Pizza Hut’s attempt to boost sales with premium topped pizzas may not be paying off.
Last week, Pizza Hut’s largest franchisee, NPC International, reported a 3.5 percent decline in sales compared to the same period last year, reports Entrepreneur.
With unusual crusts like pretzel bread, trendy sauce offerings like Sriracha, healthier ingredients and new modern packaging, Pizza Hut’s rebranded “Flavor of Now” positioning is being cited by NPC International as “partially responsible for decline.”
"While we continue to see a significant increase in our digital business mix, the new positioning is not yet yielding the improved sales results that we were anticipating," Jim Schwartz, CEO of NPC, said in a statement. "We believe that the transition to the 'Flavor of Now' positioning provides a diverse flavor platform that better connects with millennials and provides the brand a leveragable point of differentiation. However, there is much work to be done to bring more awareness of the 'Flavor of Now.'"
NPC International operates over 1,200 Pizza Hut locations in 28 states—about 20 percent of all the chain's restaurants in the U.S. The company also operates 143 Wendy’s locations.

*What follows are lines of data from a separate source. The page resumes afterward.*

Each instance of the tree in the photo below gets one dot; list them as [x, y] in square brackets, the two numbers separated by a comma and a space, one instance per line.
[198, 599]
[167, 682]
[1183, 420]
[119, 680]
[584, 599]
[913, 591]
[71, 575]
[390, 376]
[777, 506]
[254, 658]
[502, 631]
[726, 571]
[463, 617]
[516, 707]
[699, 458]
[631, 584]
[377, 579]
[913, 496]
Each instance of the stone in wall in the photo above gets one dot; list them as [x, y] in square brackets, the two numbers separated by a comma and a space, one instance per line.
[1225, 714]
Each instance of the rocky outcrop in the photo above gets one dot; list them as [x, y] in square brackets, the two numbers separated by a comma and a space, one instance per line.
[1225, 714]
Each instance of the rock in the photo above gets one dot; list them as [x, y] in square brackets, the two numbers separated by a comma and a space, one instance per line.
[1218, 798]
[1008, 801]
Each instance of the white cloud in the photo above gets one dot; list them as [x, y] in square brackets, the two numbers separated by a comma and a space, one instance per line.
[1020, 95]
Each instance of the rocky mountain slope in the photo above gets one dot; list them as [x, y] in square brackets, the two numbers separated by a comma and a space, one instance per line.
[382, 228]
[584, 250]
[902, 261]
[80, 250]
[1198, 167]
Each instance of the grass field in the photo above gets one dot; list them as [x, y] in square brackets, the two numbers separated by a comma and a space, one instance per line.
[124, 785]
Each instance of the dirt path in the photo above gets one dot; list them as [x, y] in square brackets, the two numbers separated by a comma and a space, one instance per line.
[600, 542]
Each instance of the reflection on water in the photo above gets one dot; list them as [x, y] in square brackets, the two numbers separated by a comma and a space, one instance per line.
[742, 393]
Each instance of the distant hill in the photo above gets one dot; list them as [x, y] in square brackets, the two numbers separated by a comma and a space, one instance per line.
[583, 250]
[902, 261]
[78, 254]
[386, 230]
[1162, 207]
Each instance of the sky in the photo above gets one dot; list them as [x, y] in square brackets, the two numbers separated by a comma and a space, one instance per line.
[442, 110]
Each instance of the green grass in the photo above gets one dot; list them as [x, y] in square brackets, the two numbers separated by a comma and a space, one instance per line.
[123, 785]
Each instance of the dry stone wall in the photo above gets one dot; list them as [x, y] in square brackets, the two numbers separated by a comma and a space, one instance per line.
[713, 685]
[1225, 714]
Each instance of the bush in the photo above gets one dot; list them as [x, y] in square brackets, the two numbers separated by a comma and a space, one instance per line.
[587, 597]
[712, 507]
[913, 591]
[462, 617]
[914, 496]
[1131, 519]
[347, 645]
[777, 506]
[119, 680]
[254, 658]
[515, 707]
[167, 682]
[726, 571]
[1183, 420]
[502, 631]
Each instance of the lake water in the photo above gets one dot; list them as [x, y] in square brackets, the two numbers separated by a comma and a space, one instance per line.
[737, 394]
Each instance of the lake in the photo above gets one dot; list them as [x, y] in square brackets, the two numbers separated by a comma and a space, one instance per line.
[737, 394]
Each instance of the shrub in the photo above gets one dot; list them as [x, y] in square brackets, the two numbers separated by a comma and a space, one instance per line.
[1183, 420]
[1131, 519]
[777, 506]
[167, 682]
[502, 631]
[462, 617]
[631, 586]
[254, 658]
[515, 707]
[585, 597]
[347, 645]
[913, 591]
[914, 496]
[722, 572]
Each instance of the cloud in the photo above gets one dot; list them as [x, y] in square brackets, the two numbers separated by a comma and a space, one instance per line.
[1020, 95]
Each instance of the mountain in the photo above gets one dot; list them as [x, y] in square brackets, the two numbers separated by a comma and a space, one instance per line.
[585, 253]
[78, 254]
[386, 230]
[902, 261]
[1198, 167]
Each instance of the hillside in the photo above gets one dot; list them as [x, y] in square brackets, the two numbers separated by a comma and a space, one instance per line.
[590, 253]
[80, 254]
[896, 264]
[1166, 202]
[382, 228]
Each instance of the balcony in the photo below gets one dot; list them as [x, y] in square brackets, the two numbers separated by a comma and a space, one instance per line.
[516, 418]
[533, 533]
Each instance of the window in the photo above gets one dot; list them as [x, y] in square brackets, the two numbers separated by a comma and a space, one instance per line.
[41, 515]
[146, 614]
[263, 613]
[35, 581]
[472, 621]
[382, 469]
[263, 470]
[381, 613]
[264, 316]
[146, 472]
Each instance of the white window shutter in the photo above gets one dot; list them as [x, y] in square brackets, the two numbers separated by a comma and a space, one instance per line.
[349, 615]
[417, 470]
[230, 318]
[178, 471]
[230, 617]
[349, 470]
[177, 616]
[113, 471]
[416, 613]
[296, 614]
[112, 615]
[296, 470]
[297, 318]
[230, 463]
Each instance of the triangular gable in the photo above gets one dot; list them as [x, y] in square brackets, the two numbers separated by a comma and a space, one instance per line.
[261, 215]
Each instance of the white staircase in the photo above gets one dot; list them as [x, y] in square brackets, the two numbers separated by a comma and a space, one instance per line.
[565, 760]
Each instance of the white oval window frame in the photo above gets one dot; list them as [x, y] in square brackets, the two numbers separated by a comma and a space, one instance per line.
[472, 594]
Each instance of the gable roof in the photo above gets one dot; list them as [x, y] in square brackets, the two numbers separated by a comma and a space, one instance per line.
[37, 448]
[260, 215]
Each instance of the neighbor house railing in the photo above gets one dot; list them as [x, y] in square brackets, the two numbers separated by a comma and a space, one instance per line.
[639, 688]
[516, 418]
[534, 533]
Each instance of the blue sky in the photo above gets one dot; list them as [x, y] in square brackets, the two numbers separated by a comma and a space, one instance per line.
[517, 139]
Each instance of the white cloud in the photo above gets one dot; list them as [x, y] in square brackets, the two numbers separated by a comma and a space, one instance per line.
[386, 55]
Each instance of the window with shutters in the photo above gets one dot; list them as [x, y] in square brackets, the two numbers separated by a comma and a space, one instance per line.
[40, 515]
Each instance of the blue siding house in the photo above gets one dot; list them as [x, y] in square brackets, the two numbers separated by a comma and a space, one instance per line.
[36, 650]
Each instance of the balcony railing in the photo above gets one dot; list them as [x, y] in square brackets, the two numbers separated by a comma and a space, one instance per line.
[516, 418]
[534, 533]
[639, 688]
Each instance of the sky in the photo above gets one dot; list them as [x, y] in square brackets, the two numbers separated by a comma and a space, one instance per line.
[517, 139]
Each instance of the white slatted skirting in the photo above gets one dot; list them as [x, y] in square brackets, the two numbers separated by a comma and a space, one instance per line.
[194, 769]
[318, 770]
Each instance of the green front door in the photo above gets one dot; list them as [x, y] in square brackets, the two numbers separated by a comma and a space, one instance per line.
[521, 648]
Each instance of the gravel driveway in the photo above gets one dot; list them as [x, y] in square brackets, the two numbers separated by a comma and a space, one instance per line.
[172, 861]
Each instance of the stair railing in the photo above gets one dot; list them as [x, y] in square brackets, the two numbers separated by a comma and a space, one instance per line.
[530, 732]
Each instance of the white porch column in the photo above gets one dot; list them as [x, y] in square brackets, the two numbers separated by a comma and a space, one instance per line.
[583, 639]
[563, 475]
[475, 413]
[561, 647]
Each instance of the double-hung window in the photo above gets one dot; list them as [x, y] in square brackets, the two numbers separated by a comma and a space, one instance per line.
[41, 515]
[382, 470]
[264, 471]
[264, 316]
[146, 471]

But NPC is not alone in reporting declining Pizza Hut revenue. Yum Brands, Pizza Hut’s parent company, reported overall same-store sales were down 1 percent for the full year.
“While the initial relaunch of the Pizza Hut brand in the U.S. did not deliver the sales lift we expected, consumers have responded positively to the new menu and we intend to leverage this more effectively going forward,” Greg Creed, Yum Brand’s CEO stated, acknowledging that Pizza Hut’s new positioning has not boosted revenue.
The new campaign may have created a buzz on social media, consumers may not be biting off more premium toppings than they can chew.